Defined benefit (DB) pension plans, such as your NYSTRS plan, deliver retirement benefits at half the cost of 401(k)-style defined contribution (DC) plans, according to a new national study.
The January 2022 study by the National Institute on Retirement Security (NIRS) found that defined benefit pension plans are more cost effective than defined contribution plans due to “longevity risk pooling, higher investment returns, and optimally balanced investment portfolios.”
“Pensions have economies of scale and risk pooling that just can’t be replicated by individual savings accounts,” said Dan Doonan, NIRS executive director and co-author of the study, “A Better Bang for the Buck 3.0: Post-Retirement Experience Drives the Pension Cost Advantage.”

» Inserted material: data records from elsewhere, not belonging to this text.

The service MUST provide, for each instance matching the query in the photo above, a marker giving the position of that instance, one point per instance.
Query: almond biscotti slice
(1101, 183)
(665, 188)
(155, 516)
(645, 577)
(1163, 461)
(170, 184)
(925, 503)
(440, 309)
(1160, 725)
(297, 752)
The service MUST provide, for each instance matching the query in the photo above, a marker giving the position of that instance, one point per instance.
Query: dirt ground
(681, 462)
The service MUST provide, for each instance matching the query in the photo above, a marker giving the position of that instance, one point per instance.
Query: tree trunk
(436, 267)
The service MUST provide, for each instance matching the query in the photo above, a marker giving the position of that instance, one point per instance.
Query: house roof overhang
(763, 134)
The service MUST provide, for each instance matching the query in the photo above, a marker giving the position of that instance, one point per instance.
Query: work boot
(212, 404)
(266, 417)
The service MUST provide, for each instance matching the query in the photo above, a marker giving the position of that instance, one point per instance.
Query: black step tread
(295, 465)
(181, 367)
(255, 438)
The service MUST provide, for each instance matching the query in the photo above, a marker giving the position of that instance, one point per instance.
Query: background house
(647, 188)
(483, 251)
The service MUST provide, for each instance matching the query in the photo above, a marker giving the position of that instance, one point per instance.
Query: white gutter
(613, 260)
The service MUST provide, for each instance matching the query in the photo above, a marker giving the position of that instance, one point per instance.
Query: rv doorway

Much of the cost savings occurs after retirement when retirees shift from saving to spending down their retirement income, the study found. DC plans impose substantially higher fees when retirement assets are withdrawn. In addition, retirees often shift their savings in DC accounts into lower risk, lower return asset classes. This doesn’t happen with DB plans where assets continue to be managed by the pension plan and a certain pension payment for life is guaranteed.
“The cost differences are a key consideration for employers and policymakers given that most Americans are deeply worried about retirement, and retirement savings levels are dangerously low for the typical U.S. household,” Doonan said. “Policymakers are wise to protect existing pensions while also fostering innovation in DC plans to improve the financial security of those relying on 401(k) accounts.”